Volume 25 Issue 3, June 2020
Dave Pechter discusses with Georges Muller & Yann Barrandon their two featured research articles, "Traceable Impedance-Based Dispensing and Cloning of Living Single Cells" and "Impedance-Based Single-Cell Pipetting."
Traceable Impedance-Based Dispensing and Cloning of Living Single Cells: Single-cell cloning is essential in stem cell biology, cancer research, and biotechnology. Regulatory agencies now require an indisputable proof of clonality that current technologies do not readily provide. Here, we report a one-step cloning method using an engineered pipet combined with an impedance-based sensing tip. This technology permits the efficient and traceable isolation of living cells, stem cells, and cancer stem cells that can be individually expanded in culture and transplanted.

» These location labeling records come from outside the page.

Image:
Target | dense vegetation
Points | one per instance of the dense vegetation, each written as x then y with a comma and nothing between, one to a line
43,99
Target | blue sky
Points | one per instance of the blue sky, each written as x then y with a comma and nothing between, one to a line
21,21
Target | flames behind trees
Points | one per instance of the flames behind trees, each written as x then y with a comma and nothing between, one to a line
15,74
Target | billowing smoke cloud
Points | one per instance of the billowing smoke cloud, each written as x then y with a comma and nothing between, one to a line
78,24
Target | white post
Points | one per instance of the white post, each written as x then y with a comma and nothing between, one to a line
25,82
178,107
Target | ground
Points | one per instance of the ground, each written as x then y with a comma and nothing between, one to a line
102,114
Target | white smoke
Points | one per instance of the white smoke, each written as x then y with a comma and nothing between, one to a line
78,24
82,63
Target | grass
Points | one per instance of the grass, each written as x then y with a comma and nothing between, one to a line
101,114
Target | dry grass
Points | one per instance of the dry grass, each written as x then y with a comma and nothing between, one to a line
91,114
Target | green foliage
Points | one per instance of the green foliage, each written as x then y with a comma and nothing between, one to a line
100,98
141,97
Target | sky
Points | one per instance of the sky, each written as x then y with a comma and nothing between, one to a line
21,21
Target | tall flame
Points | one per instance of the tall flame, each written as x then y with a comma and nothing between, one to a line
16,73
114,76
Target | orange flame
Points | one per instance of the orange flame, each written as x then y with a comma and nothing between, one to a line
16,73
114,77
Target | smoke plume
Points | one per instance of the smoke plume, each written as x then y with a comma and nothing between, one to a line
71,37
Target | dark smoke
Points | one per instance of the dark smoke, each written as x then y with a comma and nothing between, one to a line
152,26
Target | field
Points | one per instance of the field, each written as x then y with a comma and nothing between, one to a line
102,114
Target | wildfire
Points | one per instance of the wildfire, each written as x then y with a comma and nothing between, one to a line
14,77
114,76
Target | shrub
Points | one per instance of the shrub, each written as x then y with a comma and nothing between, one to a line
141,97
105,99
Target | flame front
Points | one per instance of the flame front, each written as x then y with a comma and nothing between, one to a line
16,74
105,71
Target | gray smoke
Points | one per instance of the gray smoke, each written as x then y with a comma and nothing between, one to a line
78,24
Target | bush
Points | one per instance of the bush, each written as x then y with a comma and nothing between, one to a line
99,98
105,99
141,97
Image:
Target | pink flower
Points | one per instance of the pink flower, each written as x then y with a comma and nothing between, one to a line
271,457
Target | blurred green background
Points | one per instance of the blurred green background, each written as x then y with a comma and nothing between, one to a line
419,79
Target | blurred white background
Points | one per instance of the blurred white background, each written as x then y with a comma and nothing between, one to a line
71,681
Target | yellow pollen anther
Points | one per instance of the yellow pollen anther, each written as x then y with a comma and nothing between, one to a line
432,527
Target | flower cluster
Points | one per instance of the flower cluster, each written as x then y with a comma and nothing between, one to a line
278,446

Impedance-Based Single-Cell Pipetting: Many biological methods are based on single-cell isolation. In single-cell line development, the gold standard involves the dilution of cells by means of a pipet. This process is time-consuming as it is repeated over several weeks to ensure clonality. Here, we report the modeling, designing, and testing of a disposable pipet tip integrating a cell sensor based on the Coulter principle. We investigate, test, and discuss the effects of design parameters on the sensor performances with an analytical model. We also describe a system that enables the dispensing of single cells using an instrumented pipet coupled with the sensing tip. Most importantly, this system allows the recording of an impedance trace to be used as proof of single-cell isolation. We assess the performances of the system with beads and cells. Finally, we show that the electrical detection has no effect on cell viability.